Alex sighed. "It's complicated."

"Make it less complicated."

"The order that was put into place says that all kids ages 14 to 18 will get a shot. Some kids will be regressed into young children or... babies, like you. The rest will only be 12 or 13. Those that are regressed into a 12-year-old will get changed back after two weeks. As for the babies... their doctors and government officials will determine if they qualify to be changed back."

"Determine if they qualify? Based on what exactly?"

"They're deciding by rap sheets. If someone killed someone or committed serious crimes, they'll be reverted to babies and will most likely stay that way. Aside from being a punishment, it was meant to prevent any more crime from happening."

"How could someone want to do that to a bunch of kids?"

Alex shook his head. "I've asked myself that a lot. Monica and I never went through any experiments growing up. I never knew why."

I crossed my legs under me.

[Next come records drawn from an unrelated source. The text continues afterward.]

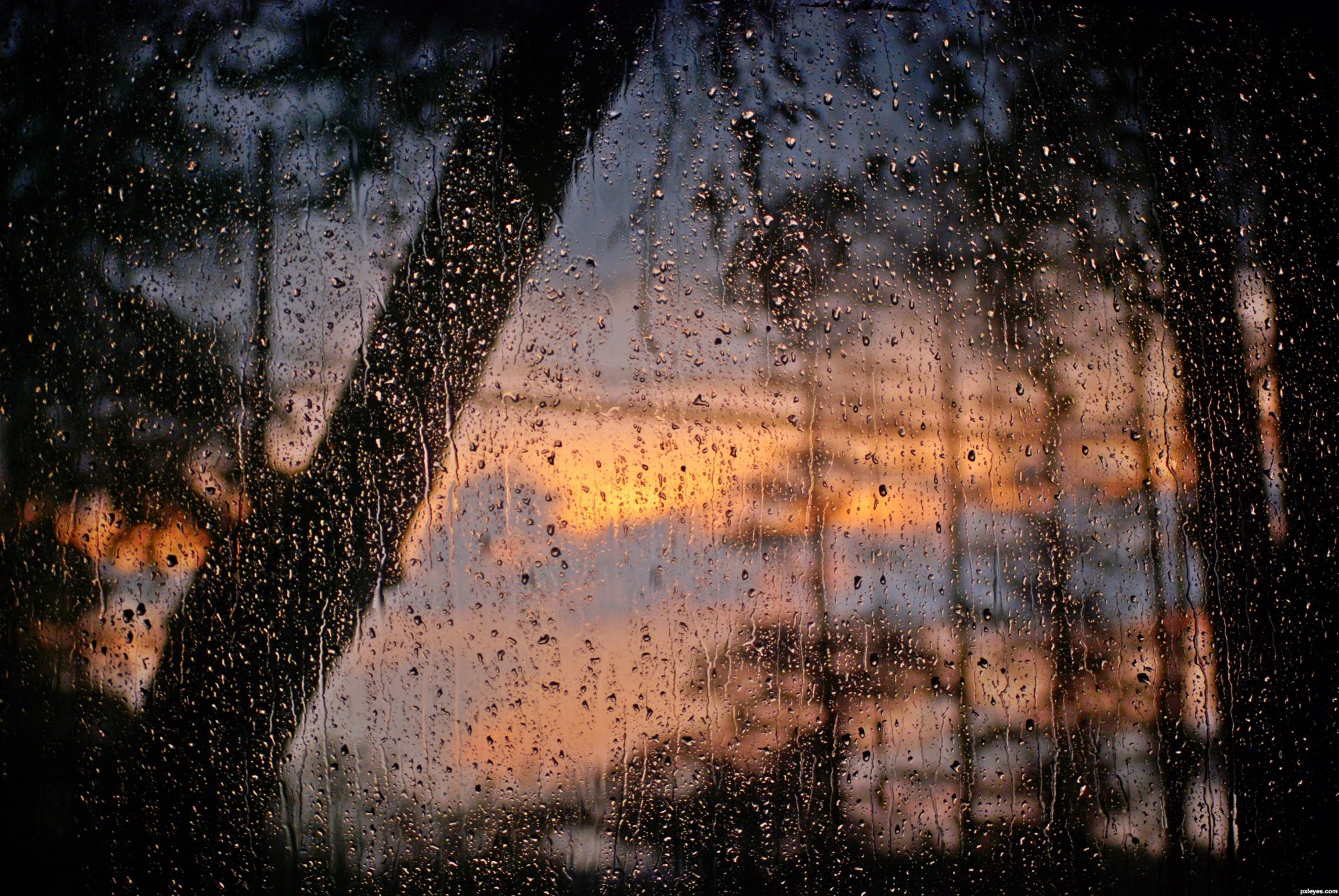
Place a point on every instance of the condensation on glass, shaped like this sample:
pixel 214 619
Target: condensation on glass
pixel 821 446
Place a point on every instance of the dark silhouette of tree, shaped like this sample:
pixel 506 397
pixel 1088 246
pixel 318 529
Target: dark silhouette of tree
pixel 266 619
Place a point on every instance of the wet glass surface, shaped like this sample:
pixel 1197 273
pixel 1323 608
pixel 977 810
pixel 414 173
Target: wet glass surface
pixel 710 448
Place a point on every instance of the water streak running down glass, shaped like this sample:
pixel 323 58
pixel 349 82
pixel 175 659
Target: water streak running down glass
pixel 704 448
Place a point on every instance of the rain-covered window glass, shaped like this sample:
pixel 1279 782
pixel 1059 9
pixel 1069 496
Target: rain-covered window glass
pixel 706 448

While I was tired enough that I could have laid down and fallen asleep, I wanted to talk. I didn't want there to be any secrets between us. "Can you stop this?"

Alex sighed. "I wish I could. It's out of my hands now."

I frowned. I didn't want to accept that it was going to happen regardless of what was said or done. I wanted to feel some sort of power and relief that kids weren't going to be punished like I was.

"You should get some sleep, Lyla."

"What, is this conversation making you nervous?"

He met my gaze and I knew that I was right.

"Being an adult means having responsibilities. And you can't ignore them just because they make you uncomfortable."

He exhaled. "I sometimes forget that you're not really a baby."

"I wish you wouldn't." I didn't want to forget that either. No matter how easy it would make things.

He ran a hand over his face. "Things were never supposed to be this messy. My life wasn't supposed to be this complicated."

I hit him with my bunny. "How do you think I feel?"

"Yeah, but you're just a kid. You've always been a kid."

"No thanks to you." I rolled my eyes.

He sighed.

I kicked the blankets up and laid down, staring at the ceiling fan above me.

Alex gave up on talking and got up to turn the lights off.

I rolled onto my side, pulling my bunny into my chest. I shut my eyes as the lights were turned off.

I wanted so badly to tell Alex how I felt. But he didn't grow up the same way I did. He didn't come from a place where you could be who you wanted. His life was restricted to what his father wanted. He grew up into the person his father wanted not into his own self.